Dans le dossier de la mise en œuvre des PCS (plans de compensation des surcoûts), on est parti d’un dossier qui était purement réunionnais (avec la création de l’interprofession ARIPA et ses financements propres) que nous avons cherché à étendre. Le dossier s’est également élargi aux aides à l’exportation (qui étaient à la fois applicables à La Réunion et en Guyane). Nous sommes donc passés à un projet nouveau s’appuyant sur un programme de financement pour tous les DOM.
De ce point de vue, la filière pêche a donc été une sorte de précurseur par rapport aux autres filières en intégrant un exercice d’harmonisation entre tous les DOM dans ce cadre commun. Cette notion d’harmonisation est un point qui devient de plus en plus important, à la fois au niveau de la Commission mais aussi au niveau des autorités nationales. Cette évolution nous demande un travail en amont de plus en plus conséquent.
De plus nous sommes passés d’un dispositif lié au POSEI agricole pour l’ARIPA à des financements issus du FEAMP, habituellement réservés aux aides à l’investissement. Pour les PCS il a fallu élargir ces aides au fonctionnement. Or, la gestion des aides à l’investissement n’est pas de la même nature pour les entreprises que la gestion d’aides au fonctionnement, notamment en termes de gestion de trésorerie. Les adaptations de ces mécanismes à ces nouvelles contraintes sont encore en cours d’ajustement.
C’est dans ce cadre nous avons travaillé depuis décembre 2014 pour instaurer des logiques d’harmonisations entre DOM ; cela nécessite des conférences téléphoniques permanentes. Il faut en permanence réunir les opérateurs pour que tout le monde puisse se parler et se comprendre par rapport à un enjeu collectif.
Je remercie le Parlement Européen qui nous a reçus dans le cadre d’une audition. Il a fallu préparer cet exercice pour que le discours des DOM soit un discours unitaire et que l’ensemble des difficultés mises en avant restent bien dans le cadre des difficultés liées aux surcoûts et à l’éloignement de nos territoires. Cette audition était nécessaire pour faire connaitre aux parlementaires nos difficultés, qu’ils ne connaissaient pas forcément par le détail.
Nous rencontrons aujourd’hui des difficultés spécifiques aux Réunionnais et aux Guyanais provoquant de graves ruptures de financement dans les entreprises ayant bénéficié de soutiens à l’export par le passé. Il se trouve que les financements qui avaient été octroyés à l’exportation des poissons de la Réunion ou de la Guyane les années précédentes ont été supprimés pour être remplacés par ceux du PCS. Or, les financements PCS ne peuvent être déployés que lorsque toutes les décisions réglementaires sont prises (à tous les étages de la fusée).
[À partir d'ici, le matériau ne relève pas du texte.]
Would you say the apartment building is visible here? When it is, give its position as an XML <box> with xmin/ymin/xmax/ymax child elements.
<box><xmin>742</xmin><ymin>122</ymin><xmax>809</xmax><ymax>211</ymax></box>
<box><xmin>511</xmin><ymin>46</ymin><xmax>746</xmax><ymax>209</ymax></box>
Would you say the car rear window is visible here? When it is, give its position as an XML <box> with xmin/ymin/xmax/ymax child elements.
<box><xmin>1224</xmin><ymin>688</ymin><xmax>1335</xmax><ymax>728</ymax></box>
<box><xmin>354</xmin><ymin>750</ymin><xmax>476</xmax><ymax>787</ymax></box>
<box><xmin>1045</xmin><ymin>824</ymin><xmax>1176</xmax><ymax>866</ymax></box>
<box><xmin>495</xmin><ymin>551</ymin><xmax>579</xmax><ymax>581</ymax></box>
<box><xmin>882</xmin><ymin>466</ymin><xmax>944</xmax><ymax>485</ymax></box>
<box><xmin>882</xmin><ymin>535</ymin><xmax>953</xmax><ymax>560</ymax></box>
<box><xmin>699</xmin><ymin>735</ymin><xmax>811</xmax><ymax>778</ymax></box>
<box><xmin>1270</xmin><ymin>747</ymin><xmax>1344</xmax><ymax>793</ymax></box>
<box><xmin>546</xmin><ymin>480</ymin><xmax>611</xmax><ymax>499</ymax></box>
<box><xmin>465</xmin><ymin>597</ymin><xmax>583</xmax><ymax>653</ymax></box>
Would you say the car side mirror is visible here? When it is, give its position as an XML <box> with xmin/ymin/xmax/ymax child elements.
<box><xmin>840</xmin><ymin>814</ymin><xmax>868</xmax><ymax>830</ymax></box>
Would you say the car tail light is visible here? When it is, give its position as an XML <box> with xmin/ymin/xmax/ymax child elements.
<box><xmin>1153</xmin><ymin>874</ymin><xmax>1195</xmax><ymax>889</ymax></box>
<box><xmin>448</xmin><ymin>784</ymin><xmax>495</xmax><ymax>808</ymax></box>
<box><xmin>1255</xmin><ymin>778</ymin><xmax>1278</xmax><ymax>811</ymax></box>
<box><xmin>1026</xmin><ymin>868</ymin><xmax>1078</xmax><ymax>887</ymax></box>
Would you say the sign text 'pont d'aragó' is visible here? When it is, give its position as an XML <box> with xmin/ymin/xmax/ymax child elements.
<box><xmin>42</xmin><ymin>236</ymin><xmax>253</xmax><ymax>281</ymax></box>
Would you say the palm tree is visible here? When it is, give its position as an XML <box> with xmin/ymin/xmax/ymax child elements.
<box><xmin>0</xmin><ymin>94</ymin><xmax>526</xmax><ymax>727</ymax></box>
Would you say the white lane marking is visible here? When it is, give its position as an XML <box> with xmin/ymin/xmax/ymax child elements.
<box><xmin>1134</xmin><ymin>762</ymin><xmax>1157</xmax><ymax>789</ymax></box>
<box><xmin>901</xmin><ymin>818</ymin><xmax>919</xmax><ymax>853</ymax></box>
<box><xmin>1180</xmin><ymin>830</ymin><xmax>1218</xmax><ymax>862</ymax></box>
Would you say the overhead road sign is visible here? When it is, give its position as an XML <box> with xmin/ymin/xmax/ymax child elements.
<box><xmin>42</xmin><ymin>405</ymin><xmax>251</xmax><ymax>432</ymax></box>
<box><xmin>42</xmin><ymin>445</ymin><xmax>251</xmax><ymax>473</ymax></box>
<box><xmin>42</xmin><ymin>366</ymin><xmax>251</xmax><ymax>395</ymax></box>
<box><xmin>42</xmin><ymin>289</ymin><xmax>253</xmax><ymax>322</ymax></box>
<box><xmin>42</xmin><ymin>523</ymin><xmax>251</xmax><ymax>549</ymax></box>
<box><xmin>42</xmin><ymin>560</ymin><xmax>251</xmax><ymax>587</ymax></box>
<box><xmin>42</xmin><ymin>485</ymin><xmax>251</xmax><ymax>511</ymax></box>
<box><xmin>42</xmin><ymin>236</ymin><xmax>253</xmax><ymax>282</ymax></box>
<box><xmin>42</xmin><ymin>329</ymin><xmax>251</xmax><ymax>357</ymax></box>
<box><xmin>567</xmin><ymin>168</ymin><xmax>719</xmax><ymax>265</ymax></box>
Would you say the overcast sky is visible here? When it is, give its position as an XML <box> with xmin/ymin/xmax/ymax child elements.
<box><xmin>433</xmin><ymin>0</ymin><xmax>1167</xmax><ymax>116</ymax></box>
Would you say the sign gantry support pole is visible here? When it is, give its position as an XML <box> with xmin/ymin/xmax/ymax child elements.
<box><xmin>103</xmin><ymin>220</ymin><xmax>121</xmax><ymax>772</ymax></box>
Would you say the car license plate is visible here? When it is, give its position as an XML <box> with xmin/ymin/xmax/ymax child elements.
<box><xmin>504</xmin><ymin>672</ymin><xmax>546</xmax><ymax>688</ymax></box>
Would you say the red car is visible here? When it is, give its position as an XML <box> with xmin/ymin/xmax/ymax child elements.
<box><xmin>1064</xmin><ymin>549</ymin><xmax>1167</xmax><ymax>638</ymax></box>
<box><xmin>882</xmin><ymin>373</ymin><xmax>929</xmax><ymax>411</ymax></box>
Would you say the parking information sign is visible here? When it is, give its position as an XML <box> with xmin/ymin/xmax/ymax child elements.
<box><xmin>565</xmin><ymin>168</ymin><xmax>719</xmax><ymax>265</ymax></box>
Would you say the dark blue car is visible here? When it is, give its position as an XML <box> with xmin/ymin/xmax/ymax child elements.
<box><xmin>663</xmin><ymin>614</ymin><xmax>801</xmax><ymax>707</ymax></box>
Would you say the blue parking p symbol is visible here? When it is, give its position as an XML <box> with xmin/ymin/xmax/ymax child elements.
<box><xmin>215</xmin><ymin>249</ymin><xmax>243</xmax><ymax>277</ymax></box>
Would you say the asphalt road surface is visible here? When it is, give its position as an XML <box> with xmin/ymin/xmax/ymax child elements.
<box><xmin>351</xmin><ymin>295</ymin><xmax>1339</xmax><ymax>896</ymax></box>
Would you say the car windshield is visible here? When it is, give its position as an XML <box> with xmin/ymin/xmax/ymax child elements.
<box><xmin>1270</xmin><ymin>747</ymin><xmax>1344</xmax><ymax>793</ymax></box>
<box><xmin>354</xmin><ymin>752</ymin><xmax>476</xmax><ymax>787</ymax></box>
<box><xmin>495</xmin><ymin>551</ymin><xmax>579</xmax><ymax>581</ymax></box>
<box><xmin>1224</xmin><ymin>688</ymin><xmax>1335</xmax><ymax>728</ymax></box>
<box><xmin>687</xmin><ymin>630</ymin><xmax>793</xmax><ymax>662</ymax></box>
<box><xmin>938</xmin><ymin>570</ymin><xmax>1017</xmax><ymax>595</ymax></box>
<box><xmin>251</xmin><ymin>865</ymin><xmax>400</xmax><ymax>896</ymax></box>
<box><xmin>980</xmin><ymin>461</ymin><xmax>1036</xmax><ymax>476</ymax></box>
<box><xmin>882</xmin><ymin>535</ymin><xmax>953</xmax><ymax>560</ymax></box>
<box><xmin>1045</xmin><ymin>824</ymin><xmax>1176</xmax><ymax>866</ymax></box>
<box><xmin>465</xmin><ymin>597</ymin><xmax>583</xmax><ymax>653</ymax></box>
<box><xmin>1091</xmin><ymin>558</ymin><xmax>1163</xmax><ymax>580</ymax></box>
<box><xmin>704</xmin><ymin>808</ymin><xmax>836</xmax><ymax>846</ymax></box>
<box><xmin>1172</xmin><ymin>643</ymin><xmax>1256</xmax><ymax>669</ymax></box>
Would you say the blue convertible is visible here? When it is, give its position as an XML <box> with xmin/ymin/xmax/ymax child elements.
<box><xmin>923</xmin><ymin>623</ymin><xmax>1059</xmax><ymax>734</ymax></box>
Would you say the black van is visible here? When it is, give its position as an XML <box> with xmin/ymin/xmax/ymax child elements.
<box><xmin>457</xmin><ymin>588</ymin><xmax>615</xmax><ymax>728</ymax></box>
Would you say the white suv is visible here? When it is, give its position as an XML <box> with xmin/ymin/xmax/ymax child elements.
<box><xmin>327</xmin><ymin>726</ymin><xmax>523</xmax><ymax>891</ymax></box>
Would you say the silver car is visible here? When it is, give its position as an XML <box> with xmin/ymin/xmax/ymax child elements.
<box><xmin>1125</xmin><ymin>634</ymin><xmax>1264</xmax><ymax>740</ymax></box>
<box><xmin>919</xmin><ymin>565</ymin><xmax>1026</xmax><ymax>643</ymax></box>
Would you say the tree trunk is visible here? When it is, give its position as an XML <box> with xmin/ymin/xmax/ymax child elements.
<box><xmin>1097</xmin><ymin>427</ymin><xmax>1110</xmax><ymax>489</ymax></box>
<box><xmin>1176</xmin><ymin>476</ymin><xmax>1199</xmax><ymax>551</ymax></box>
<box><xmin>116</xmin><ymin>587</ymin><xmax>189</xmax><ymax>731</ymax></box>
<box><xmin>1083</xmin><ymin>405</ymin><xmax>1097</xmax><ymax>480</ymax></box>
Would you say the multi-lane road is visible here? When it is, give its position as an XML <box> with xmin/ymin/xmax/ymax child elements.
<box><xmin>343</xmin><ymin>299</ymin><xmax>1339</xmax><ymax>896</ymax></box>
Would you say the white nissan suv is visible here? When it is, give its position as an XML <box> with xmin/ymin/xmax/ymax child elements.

Les financements dont ont bénéficié les opérateurs ont donc disparu sans être remplacés immédiatement (en attendant que l’ensemble des procédures du PCS soit finalisé). Les entreprises se retrouvent de ce fait en rupture de financement depuis plus de deux ans. Il était donc impératif pour nous d’intervenir pour vérifier comment on pouvait, le cas échéant, pallier ces ruptures de financement.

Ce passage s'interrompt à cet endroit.